Wenige Wochen vor dem Start der Fußball-Weltmeisterschaft 2026 hat die FIFA laut mehreren Berichten weiterhin keine TV- und Streamingvereinbarungen für Indien und China abgeschlossen. Damit bleibt die Übertragung des Turniers in zwei der bevölkerungsreichsten Länder der Welt vorerst ungeklärt.
Die FIFA hat die Medienrechte nach eigenen Angaben bereits in mehr als 175 Märkten vergeben. Dass ausgerechnet in China und Indien noch keine Einigung erzielt wurde, gilt angesichts der hohen Reichweiten in beiden Ländern als bemerkenswert.
Laut FIFA erreichten Inhalte rund um die WM 2022 in Katar insgesamt 1,16 Milliarden Menschen in China und 746 Millionen in Indien. Besonders stark war dabei die Nutzung digitaler und sozialer Plattformen. In China verfolgten zudem rund 509,8 Millionen Menschen die linearen TV-Übertragungen, in Indien lag die lineare Reichweite bei 83,8 Millionen Zuschauern.
Berichten zufolge fordert die FIFA in Indien weiterhin deutlich höhere Summen für die Übertragungsrechte. Reuters berichtet, dass Jio Hotstar zuletzt rund 20 Millionen US-Dollar geboten habe, nachdem die FIFA ihre ursprüngliche Forderung von 100 Millionen US-Dollar bereits reduziert hatte.
Als Herausforderungen gelten unter anderem die Zeitverschiebung zwischen Nord- und Südamerika sowie die vergleichsweise geringe Verbreitung von Pay-TV im indischen Markt. Zudem dominiert Cricket weiterhin den indischen Sportmarkt.

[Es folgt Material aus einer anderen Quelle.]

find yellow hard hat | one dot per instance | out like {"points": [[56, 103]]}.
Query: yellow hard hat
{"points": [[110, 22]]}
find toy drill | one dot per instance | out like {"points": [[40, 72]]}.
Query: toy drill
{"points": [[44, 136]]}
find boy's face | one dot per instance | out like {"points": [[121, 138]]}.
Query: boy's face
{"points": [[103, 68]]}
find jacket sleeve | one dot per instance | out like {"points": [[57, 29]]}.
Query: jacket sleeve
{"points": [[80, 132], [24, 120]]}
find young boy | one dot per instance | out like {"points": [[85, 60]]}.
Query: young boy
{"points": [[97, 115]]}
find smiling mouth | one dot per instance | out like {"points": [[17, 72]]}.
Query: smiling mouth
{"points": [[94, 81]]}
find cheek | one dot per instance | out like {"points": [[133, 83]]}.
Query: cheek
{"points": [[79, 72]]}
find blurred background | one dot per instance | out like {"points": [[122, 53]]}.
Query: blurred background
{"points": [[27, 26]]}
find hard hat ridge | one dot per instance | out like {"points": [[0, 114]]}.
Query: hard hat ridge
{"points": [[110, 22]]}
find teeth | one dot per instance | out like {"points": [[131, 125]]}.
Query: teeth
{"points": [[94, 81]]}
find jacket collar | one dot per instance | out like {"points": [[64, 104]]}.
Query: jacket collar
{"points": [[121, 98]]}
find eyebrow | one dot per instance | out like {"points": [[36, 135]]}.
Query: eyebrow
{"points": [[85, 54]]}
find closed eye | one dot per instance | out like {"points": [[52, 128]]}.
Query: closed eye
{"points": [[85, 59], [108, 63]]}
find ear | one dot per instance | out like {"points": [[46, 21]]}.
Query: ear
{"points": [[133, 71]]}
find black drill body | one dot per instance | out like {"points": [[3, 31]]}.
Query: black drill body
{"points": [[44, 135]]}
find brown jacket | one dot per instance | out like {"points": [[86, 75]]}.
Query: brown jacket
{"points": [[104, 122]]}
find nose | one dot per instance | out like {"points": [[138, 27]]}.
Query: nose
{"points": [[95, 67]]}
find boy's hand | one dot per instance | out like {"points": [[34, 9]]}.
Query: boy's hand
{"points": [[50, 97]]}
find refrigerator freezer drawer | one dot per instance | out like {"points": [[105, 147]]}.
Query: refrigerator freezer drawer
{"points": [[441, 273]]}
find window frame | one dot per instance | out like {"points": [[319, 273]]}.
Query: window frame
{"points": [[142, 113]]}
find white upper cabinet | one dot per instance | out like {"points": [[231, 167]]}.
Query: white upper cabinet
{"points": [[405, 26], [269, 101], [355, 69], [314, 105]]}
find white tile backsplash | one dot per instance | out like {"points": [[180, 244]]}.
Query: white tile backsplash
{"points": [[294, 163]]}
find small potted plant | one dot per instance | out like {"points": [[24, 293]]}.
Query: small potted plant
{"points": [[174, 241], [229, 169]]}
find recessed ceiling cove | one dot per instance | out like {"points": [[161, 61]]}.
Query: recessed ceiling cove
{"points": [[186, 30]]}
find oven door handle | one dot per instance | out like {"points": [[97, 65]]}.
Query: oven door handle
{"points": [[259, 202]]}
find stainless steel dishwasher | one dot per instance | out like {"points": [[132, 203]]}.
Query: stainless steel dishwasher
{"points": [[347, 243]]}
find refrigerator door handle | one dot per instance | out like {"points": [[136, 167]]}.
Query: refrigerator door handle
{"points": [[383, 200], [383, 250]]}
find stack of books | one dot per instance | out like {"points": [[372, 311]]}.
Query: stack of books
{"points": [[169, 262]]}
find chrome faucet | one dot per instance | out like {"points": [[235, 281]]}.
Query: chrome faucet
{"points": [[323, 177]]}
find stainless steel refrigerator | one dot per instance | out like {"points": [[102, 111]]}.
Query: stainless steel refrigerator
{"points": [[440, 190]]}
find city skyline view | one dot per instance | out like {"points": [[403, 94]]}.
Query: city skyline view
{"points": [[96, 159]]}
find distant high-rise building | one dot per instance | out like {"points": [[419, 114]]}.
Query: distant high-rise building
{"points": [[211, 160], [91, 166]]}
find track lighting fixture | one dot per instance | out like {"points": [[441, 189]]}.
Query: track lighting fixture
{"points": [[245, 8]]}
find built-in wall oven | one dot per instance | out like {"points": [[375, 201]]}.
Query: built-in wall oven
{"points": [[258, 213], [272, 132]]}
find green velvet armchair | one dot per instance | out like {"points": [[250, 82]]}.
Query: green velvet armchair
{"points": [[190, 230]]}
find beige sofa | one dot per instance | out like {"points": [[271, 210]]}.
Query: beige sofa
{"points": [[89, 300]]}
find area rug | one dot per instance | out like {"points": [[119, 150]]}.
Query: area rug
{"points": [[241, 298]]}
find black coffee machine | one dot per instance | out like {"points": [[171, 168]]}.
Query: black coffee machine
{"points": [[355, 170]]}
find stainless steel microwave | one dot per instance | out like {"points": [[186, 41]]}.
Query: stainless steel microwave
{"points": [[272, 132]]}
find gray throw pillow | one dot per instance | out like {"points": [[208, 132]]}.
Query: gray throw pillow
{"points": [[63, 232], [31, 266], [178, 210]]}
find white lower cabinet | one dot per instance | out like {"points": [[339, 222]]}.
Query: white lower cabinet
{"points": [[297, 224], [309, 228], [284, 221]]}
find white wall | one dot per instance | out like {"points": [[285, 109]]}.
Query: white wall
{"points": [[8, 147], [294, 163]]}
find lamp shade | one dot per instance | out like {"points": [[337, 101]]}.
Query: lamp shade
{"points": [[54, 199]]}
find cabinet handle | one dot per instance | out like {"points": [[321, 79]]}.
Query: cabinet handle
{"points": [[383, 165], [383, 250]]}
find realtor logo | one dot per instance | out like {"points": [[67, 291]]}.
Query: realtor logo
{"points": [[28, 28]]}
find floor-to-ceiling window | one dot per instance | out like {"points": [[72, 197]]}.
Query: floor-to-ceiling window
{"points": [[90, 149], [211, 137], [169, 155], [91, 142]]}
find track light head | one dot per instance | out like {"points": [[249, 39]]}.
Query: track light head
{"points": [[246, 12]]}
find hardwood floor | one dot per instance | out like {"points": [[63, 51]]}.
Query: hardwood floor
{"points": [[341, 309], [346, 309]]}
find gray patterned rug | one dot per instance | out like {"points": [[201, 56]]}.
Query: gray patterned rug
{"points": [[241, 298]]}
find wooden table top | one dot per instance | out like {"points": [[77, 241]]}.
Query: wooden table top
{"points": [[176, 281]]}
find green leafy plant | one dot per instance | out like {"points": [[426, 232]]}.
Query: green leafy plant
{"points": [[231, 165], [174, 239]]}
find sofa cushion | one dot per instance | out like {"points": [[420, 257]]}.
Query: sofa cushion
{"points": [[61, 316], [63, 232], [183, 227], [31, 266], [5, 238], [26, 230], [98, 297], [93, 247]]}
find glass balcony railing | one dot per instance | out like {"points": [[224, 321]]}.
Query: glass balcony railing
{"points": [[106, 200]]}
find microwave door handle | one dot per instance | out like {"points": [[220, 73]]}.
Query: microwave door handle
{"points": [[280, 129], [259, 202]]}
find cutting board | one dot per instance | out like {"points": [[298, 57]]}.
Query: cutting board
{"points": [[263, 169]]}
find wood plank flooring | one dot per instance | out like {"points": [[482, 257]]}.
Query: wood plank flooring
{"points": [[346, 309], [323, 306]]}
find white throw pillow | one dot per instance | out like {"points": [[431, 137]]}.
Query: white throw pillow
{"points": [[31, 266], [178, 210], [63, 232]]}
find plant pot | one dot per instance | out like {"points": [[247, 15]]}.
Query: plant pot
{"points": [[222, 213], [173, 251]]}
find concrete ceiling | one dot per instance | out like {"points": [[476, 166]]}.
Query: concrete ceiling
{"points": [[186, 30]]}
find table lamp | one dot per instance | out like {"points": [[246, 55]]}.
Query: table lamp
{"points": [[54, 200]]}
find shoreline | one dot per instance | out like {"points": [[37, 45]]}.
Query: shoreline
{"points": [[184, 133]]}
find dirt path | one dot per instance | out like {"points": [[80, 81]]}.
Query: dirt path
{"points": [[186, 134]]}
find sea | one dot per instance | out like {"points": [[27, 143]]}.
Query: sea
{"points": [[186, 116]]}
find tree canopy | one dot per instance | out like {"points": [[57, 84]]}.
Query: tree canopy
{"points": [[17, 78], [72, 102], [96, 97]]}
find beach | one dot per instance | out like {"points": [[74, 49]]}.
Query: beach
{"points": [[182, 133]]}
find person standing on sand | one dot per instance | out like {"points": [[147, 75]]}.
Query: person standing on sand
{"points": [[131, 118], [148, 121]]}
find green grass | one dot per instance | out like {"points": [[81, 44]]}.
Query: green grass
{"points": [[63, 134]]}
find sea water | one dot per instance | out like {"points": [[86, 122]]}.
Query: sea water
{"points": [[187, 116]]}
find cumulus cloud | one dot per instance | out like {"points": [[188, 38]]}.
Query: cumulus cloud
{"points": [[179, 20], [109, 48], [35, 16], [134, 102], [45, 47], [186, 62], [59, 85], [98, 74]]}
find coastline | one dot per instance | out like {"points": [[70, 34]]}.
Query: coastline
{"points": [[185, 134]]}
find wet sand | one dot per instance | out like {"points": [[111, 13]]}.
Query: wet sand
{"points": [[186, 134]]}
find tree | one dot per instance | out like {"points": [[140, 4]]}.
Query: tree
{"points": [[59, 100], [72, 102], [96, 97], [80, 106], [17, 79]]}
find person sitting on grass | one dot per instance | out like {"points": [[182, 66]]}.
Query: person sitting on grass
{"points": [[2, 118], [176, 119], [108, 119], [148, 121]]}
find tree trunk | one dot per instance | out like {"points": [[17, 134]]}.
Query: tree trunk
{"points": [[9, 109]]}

Auch in China gibt es bislang keine Einigung mit dem staatlichen Fernsehsender CCTV, der traditionell die Weltmeisterschaft überträgt. Gründe für die Verzögerung wurden bisher nicht bekannt.
Die ausstehenden Abschlüsse bergen laut Berichten mehrere Risiken. Neben möglichen Reichweitenverlusten könnte auch die Piraterie zunehmen, falls Fans auf illegale Streamingangebote ausweichen. Gleichzeitig fehlen den potenziellen Rechtepartnern wertvolle Wochen für die Vermarktung ihrer Berichterstattung.
Als mögliche Alternative könnte die FIFA das Turnier über ihre eigene Plattform FIFA+ anbieten. Ein solcher Schritt würde allerdings lokale Broadcaster umgehen und könnte Auswirkungen auf den langfristigen Wert der Medienrechte haben.
Bereits in der Vergangenheit hatte die FIFA TV-Verhandlungen bis kurz vor Turnierbeginn offen gehalten. Ähnliche Situationen gab es unter anderem rund um die Frauen-Weltmeisterschaft 2023 sowie die Klub-WM.